Six reasons consumables wear too soon

By Hypertherm
Posted on 03/10/2016 in SPARK the blog, Plasma cutting

Numerous engineering advances mean today’s plasma consumables are capable of lasting longer than ever before. Unfortunately, many businesses are not enjoying the cost savings longer consumable life can bring. Here are six reasons why their consumables may be wearing out sooner than expected.

1. They change consumables at the wrong time. Changing out consumables too soon is a common cause of excessive consumable use. Many businesses change consumables after a set number of pierces or during a shift change. The fact is consumable wear is application specific. Generally, standard all-copper electrodes should be replaced when the hafnium pit depth reaches 0.040 of an inch. Silver / hafnium interface electrodes can safely reach a pit depth of 0.080 of an inch.
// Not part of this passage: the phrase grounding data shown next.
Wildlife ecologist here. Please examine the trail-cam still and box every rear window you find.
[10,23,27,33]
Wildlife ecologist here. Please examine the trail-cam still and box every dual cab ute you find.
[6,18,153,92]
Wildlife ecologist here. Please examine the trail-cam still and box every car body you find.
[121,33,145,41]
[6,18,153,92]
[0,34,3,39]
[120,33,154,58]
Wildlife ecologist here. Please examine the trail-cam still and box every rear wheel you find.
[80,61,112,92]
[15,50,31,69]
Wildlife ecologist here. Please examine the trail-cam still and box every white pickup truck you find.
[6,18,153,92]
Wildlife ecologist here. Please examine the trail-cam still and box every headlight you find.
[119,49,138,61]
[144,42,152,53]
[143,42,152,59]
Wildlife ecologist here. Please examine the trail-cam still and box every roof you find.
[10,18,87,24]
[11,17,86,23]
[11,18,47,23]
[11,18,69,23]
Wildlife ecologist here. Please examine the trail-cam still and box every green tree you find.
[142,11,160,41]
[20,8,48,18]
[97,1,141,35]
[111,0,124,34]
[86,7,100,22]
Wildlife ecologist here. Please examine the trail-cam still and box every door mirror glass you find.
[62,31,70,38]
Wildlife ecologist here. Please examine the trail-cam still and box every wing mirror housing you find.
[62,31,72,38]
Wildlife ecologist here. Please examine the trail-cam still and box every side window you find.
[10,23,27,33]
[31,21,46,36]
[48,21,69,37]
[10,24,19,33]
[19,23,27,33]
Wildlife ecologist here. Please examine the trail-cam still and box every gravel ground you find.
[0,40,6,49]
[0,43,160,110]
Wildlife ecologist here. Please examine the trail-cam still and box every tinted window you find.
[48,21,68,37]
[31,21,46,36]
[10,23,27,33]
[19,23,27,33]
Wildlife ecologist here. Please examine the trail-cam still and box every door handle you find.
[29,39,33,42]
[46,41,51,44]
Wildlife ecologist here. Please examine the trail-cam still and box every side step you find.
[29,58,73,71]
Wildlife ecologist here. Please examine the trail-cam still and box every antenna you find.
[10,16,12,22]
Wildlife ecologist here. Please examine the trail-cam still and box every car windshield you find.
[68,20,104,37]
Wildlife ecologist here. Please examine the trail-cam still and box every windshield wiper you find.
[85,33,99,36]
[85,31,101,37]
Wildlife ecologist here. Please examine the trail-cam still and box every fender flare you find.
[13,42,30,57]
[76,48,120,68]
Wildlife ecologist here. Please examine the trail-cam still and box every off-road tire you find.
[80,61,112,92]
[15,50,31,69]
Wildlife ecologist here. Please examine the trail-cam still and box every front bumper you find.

2. Their torch is too far (or too close) to the workpiece. Proper pierce height is critical to long consumable life. If the height is too low, spatter blown back during piercing can destroy the nozzle after only a few starts. Piercing too high may cause excess pilot arcing and lead to premature nozzle damage. Proper pierce height is 1.5 to 2 times the correct torch-to-work distance.

3. Their arc stops at the wrong time. Make sure your torch remains over the plate when the cut ends. If the arc terminates abruptly because it runs off the plate, an excessive amount of hafnium can be ejected, translating into a loss of 10 to 15 arc starts.

4. Their gas supply is too low. Probably the most common cause of excessive consumable wear, low flow rates can lead to catastrophic, almost immediate, nozzle destruction by causing the pilot arc to attach to the inside of the nozzle orifice.

5. There isn't enough coolant flowing to the torch. Proper coolant flow is essential to proper consumable wear. Flow restrictions reduce consumable cooling, which results in excessive heat buildup in the consumables and more rapid erosion.

6. They don't have a good work cable connection. A good electrical connection is essential.  With a good connection, arc transfer occurs within 100 milliseconds. A poor connection can delay that to 1⁄2 second or more, causing excessive consumable wear and misfiring.